本格的なポスト工業化の時代、「知恵社会」を迎えようとしている今、かつて捨て去った日本的経営のシステムや慣行の中に企業にとっても個人にとっても重要なエッセンスが含まれているのではないか。
本書では、日本的経営、とりわけ人事管理の中に見られる「あいまいさ」に注目し、それがこれからの能力開発や、仕事の配分と処遇、人事評価の方法、社員の動機づけ、さらには組織と個人の関係に活かせるキーワードであることを明らかにしていく。
日本的経営のエートスを見出し、それを再評価しながら、同時に欠点を克服する。日本的経営の再生に向けての道筋を説いた書。
内容(「BOOK」データベースより)
「評価」より「評判」、形式上は年功で実質は実力主義…日本的なものの見直しが、組織を活性化させる!日本的な「あいまいさ」を生かすポスト成果主義の人事管理論。
カバーの折り返し
人間特有の「あいまい」な能力や個性が、
本格的なポスト工業化社会が到来したことによって
いっそう重視されるようになり、
それを向上・発揮させる仕組みとして
「あいまい」な日本的人事管理が価値を増している。
日本企業の経営者には、それが新しい時代に、
そして国際的にも通用するものだということを認識し、
追い風に乗ってもらいたい。
カスタマーレビュー
日本人の励みになる一冊
景気の低迷、凶悪犯罪、政治の混迷・・といった暗いニュースばかりが流され、今日本人が本当に自信を失いつつあります。

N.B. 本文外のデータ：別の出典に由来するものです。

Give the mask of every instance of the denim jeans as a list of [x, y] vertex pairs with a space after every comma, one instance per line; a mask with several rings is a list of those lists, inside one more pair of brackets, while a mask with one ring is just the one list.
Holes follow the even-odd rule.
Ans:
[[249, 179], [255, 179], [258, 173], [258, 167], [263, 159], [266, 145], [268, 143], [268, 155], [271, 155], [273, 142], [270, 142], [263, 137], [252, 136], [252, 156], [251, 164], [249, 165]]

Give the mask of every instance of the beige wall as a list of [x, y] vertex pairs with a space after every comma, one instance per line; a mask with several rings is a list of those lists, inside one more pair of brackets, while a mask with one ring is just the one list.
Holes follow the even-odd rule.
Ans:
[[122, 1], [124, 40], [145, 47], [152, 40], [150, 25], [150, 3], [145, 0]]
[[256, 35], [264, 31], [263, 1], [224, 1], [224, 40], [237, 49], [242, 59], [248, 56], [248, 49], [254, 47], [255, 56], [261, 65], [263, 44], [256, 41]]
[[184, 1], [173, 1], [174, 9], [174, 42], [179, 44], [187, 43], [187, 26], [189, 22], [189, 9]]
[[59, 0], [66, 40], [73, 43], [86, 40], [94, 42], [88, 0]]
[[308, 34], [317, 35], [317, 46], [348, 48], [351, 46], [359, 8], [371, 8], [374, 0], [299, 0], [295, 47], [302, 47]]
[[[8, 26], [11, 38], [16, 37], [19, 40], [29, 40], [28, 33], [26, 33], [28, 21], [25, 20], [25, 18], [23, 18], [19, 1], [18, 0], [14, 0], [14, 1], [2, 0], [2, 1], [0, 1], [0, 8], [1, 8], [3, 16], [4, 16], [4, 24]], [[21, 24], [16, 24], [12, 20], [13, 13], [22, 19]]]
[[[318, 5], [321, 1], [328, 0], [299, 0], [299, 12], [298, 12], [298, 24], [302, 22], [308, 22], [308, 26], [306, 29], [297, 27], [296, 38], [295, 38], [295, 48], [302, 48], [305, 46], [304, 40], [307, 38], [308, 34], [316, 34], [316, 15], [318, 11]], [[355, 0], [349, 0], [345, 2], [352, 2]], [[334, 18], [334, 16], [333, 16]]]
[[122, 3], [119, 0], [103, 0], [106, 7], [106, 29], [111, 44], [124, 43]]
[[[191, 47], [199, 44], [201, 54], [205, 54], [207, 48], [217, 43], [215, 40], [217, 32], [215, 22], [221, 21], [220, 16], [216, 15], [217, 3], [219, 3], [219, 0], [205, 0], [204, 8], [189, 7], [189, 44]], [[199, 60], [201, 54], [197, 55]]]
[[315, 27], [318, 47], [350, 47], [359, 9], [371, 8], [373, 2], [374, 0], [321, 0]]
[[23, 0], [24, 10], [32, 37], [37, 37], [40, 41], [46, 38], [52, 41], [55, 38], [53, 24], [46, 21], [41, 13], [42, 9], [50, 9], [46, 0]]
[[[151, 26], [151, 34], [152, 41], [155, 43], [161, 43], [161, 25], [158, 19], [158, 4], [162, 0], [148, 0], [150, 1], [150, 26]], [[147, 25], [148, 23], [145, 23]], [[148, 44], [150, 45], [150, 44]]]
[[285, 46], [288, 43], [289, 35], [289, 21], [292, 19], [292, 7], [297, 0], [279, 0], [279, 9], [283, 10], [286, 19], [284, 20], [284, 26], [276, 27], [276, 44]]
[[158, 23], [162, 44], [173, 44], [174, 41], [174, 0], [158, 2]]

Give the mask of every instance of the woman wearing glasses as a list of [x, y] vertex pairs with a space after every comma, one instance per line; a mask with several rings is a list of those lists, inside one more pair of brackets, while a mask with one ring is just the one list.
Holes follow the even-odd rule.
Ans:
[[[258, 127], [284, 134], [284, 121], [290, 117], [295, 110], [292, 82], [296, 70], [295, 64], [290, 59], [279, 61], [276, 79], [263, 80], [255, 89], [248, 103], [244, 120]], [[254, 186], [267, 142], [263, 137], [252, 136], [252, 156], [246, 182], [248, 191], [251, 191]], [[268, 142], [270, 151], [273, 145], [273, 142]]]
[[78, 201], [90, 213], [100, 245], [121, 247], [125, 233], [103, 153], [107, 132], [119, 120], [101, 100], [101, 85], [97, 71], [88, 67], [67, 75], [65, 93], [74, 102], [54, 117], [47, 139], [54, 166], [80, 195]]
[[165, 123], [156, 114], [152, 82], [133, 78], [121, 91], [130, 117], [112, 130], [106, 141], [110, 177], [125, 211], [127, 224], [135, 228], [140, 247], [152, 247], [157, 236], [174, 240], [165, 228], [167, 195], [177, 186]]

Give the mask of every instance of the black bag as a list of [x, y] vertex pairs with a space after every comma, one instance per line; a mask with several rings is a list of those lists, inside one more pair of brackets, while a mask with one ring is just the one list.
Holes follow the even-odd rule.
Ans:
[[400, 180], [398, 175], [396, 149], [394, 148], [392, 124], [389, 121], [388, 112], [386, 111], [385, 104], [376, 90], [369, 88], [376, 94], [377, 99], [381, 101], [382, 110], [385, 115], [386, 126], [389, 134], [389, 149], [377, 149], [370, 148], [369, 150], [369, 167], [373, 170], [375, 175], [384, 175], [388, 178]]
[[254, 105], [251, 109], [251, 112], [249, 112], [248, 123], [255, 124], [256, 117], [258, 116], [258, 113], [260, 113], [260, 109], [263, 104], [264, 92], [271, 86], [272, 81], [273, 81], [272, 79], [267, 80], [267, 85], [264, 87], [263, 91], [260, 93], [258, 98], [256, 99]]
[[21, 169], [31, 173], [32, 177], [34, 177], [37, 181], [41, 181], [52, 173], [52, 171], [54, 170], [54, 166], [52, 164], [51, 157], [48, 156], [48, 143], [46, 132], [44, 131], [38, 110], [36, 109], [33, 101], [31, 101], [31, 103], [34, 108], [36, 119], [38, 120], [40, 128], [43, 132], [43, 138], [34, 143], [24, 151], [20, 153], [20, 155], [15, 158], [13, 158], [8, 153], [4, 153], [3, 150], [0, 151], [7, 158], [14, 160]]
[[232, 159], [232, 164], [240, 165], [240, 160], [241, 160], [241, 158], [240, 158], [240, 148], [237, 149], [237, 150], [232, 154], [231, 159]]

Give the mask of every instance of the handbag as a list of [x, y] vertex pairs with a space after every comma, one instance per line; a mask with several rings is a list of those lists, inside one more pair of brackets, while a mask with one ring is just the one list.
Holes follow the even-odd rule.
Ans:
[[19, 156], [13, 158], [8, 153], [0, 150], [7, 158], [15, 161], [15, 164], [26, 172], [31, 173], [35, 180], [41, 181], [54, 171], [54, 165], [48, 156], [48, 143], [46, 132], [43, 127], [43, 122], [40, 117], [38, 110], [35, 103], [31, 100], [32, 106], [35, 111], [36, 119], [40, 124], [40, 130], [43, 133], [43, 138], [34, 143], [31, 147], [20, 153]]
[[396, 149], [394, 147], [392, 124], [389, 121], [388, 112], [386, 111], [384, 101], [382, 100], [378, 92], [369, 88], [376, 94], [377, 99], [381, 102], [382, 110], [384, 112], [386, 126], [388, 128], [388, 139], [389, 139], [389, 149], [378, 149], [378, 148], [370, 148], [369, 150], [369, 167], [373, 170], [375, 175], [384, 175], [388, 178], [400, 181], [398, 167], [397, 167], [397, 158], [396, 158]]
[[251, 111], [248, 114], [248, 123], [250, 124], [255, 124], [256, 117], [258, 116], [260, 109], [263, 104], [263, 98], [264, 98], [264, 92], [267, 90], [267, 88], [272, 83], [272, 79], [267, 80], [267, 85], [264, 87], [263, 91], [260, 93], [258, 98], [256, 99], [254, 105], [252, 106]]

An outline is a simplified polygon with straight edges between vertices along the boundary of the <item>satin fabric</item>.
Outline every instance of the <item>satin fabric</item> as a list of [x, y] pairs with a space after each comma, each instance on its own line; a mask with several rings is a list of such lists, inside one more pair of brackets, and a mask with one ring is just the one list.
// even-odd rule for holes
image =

そんななか、日本人が長年培ってきた「名誉、尊厳、そして人間としての誇りを重んじる」という気質こそがこれからの企業経営には必要だと筆者は強調します。
近代化から120年たったとはいえ、日本人の奥底にある高貴な精神は不動なのです。
帯にあるとおり、人事管理論として有益なのは勿論ですが、私はある種の日本人論としても本書を楽しめました。幅広い方に読んで頂きたい一冊です。
社会科学のモデルのようなシャープな文体
太田氏の本はこれまで何冊か読ませてもらっているが、相変わらず論旨が明快で文体がシャープだ。社会科学系の論文や著書には、とかく雑で稚拙なものが少なくない。そのなかで太田氏の文体は郡を抜いて分かりやすく、論理的だ。特に「集団主義」と「チームワーク」の違いを述べるくだりには成る程と唸らされた。
ポスト工業化社会を生き抜くビジネスマンのみならず、論文を書くことの多い社会科学専攻の大学生にとっても必読の書といえるだろう。
「あいまいさがよい」という逆転の発想
人事管理論というとどこか味気なく、お堅いイメージがありますが、この本はまったく違います。日本企業の人事にはこんなよいところがある(あった)のかと気づかされました。逆に改善しなければならない点も明確になりました。著者の炯眼にはいつも感心していましたが、この本もまた鋭い視点にうならされました。私的には、女性労働や高齢者雇用に関する本も期待してしまいます。